Following treatment with complexing agents and each bleaching step, the pulp was washed with water.

The degree of brightness of the resulting pulp was recorded at 85.9 % ISO. The yield (dry weight) of the pulp obtained after the bleaching sequence was 95.2 % by weight relative to the dry weight of the pulp subjected to the bleaching sequence. The bleached pulp had a breaking length of 9 km and a tear strength according to Elmendorff of 102.4 cN relative to 100 g/m2 in the unbeaten state (freeness value =15°SR).

Example 2

Pine chips, 10 to 25 mm wide, 13 to 35 mm long, and 2 to 10 mm thick, were pulped in a magnesium bisulfite solution containing 16 % by weight total S02/wood (dry weight) and 6.2 % by weight MgO/wood (dry weight). The wood (dry weight)-to-liquor ratio was 1: 3.7. Warming to the maximum temperature of 150°C took 60 minutes, and the pulping at this temperature lasted 270 min (4.5 h). Cooling to room temperature occurred for a period of 60 minutes.
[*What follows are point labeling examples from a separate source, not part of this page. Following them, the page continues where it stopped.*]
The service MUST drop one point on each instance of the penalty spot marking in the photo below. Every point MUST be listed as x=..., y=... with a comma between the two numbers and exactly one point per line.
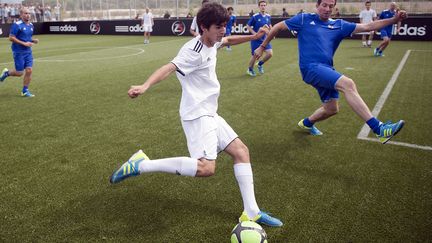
x=364, y=132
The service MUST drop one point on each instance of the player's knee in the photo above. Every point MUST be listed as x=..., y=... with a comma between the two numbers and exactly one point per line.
x=241, y=153
x=269, y=54
x=349, y=86
x=331, y=111
x=206, y=168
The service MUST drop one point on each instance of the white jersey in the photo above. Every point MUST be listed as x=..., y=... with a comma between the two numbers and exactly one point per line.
x=367, y=16
x=194, y=25
x=147, y=18
x=196, y=71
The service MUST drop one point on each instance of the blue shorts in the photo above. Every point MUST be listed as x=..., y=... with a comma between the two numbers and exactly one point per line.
x=256, y=44
x=323, y=78
x=385, y=33
x=23, y=60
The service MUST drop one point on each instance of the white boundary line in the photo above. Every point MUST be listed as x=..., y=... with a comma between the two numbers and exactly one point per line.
x=364, y=132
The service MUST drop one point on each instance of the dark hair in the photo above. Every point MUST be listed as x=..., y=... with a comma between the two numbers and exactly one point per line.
x=211, y=13
x=319, y=2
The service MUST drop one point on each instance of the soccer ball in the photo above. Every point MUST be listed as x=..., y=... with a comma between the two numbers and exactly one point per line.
x=248, y=232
The initial pH of the cooking liquor was 3.5. The yield of pulp after separation from the waste liquor, washing with water, and drying was 58.9 %, at a kappa number of 60.2 and degree of brightness of 47.8 % ISO. The unbeaten (freeness value = 14.5° SR), unbleached pulp had a breaking length of 10.8 km and a tear strength according to Elmendorff of 96.8 cN relative to a weight of 100 g/m2.

This pulp was subjected to the same bleaching sequence as that in Example 1, and attained a degree of brightness of 83.3% ISO. A total of 38 kg/t peroxide was consumed in this bleaching sequence. The yield (dry weight) after the bleaching sequence relative to the yield of pulp (dry weight) after pulping was 95.6 %. In the unbeaten state (freeness value = 15°SR), the bleached pulp had a breaking length of 9.4 km and a tear strength according to Elmendorff of 99.5 cN relative to 100 g/m2.

The pulp, pulped and bleached according to the invention, and/or any paper produced from such are characterized by an excellent combination of degree of brightness and strength properties. In contrast to other pulp having similar residual lignin contents, the pulp according to the invention has a high stability in degree of brightness.